1. Field of the Invention
The present invention relates to an optical coherent tomography system, using a tunable surface emission laser source in a single mode.
2. Discussion of the Related Art
In association with advancement of a medical technology such as an endoscopic therapy, a diagnostic measure for noninvasively diagnosing a pathologic tissue in real time has been desired recently. For example, an electronic endoscope using a CCD, and an imaging technology using a CT, an MRI, and an ultrasonic wave are used in a diagnostic approach. The electronic endoscope is only used for observing a biological surface, and the latter diagnostic imaging system has a technical limitation to observe with the micron order resolution. As a technology for complimenting the measure, an optical coherence tomography system (OCT) has drawn attention.
There are two types of the OCT, namely a time domain OCT (TD-OCT) and a frequency domain OCT-(FD-OCT), and there are two types of the FD-OCT, namely a spectrometer type (SD-OCT) and a swept source type (SS-OCT). The time domain OCT sheds broadband light on a living body and analyzes frequencies of interference components in the reflecting light from the living body. However, a signal light from a specific depth cannot be detected with high-sensitivity because reflecting lights from different depths in the interference light overlap each other in this method.
Handbook of Optical Coherence Tomography, p41-43, Mercer Dekker, Inc. 2002 shows a tunable type OCT. The system obtains a tomography image through steps of emitting light to a living body, continuously changes wavelength of the emitted light, makes a reference light and reflecting lights returning from different depths in vivo interfere in an interferometer, and analyzes frequency components of the interfering lights. This technology is expected as an advanced system because a tomography image of extremely high-resolution can be constructed through frequency analysis of signals from inside a body. The SS-OCT using a tunable light source is suitable for practical use in such as endoscope because the SS-OCT has high measurement sensitivity and is strong to dynamic noise. Since the broader a range of wavelength scanning of emitted light is, the higher a range of frequency analysis is, a resolution in depth direction is improved.

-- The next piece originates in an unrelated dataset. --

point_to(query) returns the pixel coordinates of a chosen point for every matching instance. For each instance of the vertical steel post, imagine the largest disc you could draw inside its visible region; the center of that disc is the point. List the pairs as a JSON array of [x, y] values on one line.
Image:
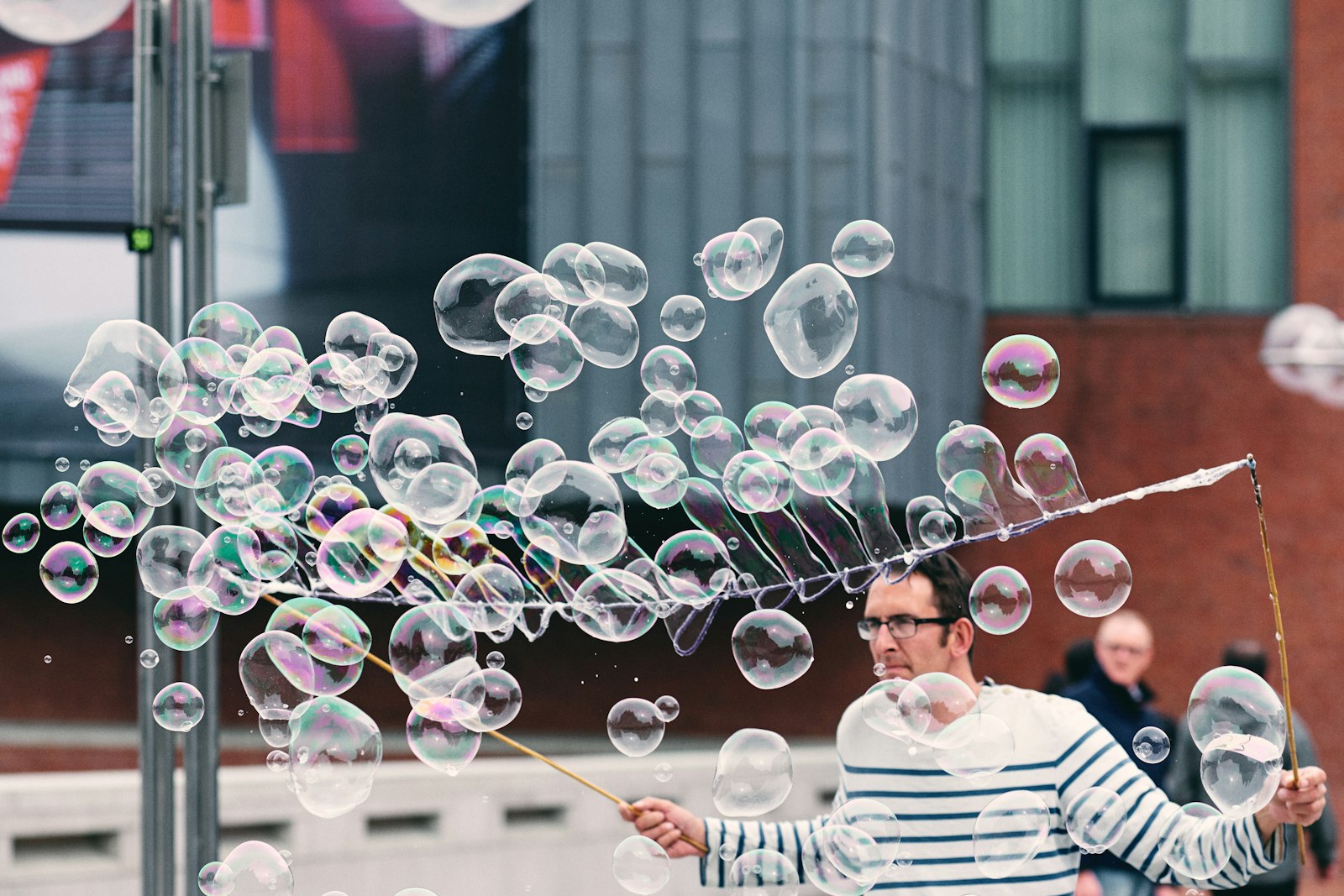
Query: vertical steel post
[[195, 85], [151, 161]]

As a tunable light source using the SS-OCT, there are a multi-mode tunable laser of the fiber-ring type and an end-face wavelength laser of the integration type. However, the fiber-ring type laser has a limitation of measurement depth, since its spectral width becomes wider with accelerating wavelength scanning speed. As a result of this, a coherence length becomes short. In addition, the fiber-ring type cannot be downsized, and has a problem on mass production. In the end-face wavelength laser of the integration type, a wave length can be varied in the single-mode, while high speed scanning is difficult since a phase control for continuous scanning is complicated.